Adding: “I think we have far too many councillors, candidly. The business case that I helped craft put forward the proposition that we can run the new [unitary] council with 89 members.
“The government made a decision…to support a different proposition to have 147 members, very clearly for the first term only.”
The council is running at 202 members, which Cllr Tett said “some attrition” had reduced to 195. Adding: “But they’re all still claiming, obviously, and quite entitled to, full allowances.”
Cllr Tett also said he thought “rates for the job are right”. Adding: “Backbenchers have got a significant job to do and I think those rates reflect that responsibility.

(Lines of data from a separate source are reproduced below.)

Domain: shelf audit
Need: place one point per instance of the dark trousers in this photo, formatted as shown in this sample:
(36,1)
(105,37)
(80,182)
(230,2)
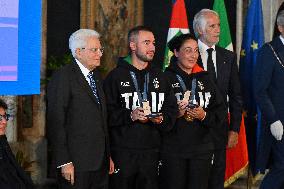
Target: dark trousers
(180,173)
(217,173)
(135,170)
(275,177)
(86,179)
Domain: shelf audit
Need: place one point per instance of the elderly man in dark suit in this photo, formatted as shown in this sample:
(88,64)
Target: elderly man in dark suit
(222,66)
(77,116)
(269,93)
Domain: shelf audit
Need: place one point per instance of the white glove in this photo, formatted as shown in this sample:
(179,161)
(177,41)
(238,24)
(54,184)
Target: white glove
(276,129)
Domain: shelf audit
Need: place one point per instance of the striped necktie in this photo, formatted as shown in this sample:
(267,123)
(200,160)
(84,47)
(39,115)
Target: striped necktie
(210,64)
(93,85)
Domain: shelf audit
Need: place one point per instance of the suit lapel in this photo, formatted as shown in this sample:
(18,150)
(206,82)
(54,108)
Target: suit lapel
(220,64)
(83,82)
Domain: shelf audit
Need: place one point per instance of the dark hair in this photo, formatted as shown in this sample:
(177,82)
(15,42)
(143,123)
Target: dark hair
(3,104)
(178,41)
(133,33)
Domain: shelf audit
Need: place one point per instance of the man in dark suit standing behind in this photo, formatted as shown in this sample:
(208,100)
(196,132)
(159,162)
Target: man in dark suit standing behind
(269,93)
(76,116)
(222,66)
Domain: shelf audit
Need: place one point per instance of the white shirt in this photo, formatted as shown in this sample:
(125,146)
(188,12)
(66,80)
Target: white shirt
(282,39)
(85,71)
(204,54)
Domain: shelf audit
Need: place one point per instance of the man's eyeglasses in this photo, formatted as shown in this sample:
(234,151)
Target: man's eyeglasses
(5,116)
(95,50)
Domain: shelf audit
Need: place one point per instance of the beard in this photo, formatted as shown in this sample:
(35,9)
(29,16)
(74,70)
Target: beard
(144,57)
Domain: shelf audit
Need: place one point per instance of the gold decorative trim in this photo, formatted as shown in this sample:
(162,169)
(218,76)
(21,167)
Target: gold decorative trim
(235,176)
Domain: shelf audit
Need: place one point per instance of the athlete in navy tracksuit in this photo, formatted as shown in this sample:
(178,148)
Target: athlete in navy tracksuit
(135,138)
(187,149)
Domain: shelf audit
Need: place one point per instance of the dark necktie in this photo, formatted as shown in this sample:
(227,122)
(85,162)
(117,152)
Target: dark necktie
(210,64)
(93,85)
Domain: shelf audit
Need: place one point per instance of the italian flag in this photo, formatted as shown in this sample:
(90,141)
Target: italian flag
(236,158)
(178,25)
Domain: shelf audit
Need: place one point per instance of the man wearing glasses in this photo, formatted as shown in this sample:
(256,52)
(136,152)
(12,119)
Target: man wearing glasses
(140,104)
(11,174)
(76,114)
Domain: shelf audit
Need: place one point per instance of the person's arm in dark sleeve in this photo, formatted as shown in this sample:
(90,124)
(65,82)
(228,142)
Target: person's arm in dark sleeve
(235,98)
(58,96)
(262,79)
(117,115)
(216,112)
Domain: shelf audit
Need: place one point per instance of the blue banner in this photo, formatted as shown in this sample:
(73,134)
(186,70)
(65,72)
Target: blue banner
(253,39)
(20,31)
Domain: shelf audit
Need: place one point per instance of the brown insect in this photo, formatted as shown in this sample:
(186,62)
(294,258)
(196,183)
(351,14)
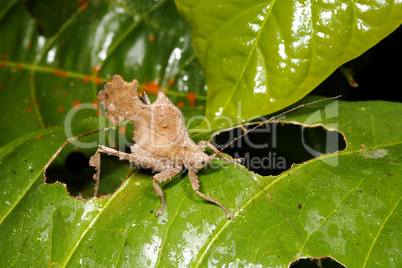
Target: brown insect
(161,139)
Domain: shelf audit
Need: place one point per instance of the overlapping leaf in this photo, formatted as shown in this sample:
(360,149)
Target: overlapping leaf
(267,55)
(350,211)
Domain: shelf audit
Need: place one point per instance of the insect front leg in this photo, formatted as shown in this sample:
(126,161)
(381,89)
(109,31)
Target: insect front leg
(195,183)
(162,177)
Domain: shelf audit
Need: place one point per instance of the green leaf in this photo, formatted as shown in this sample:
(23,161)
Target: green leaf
(268,55)
(344,205)
(350,211)
(49,75)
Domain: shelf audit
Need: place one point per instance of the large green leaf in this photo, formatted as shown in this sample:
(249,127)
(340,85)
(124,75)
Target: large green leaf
(43,77)
(269,54)
(345,205)
(50,61)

“I personally wouldn’t want to see those rates reduced, but I do think we need to rationalise a number of members.
“A May election would do that – it would reduce from 202 to 147. Hopefully at the end of four years we see that go down again.”
Council chief executive Rachael Shimmin added: “The council doesn’t have the ability to unilaterally decide, that should the elections be postponed we will have less elected members.
“So, when the elections were delayed, there was a statutory piece of work done involving central government which determined that Buckinghamshire, because of its unique circumstances around the timing of the new unitary council coinciding with the pandemic, carried forward the arrangements it had pre-unitary council in terms of the number of members, and the number of people on the Cabinet.”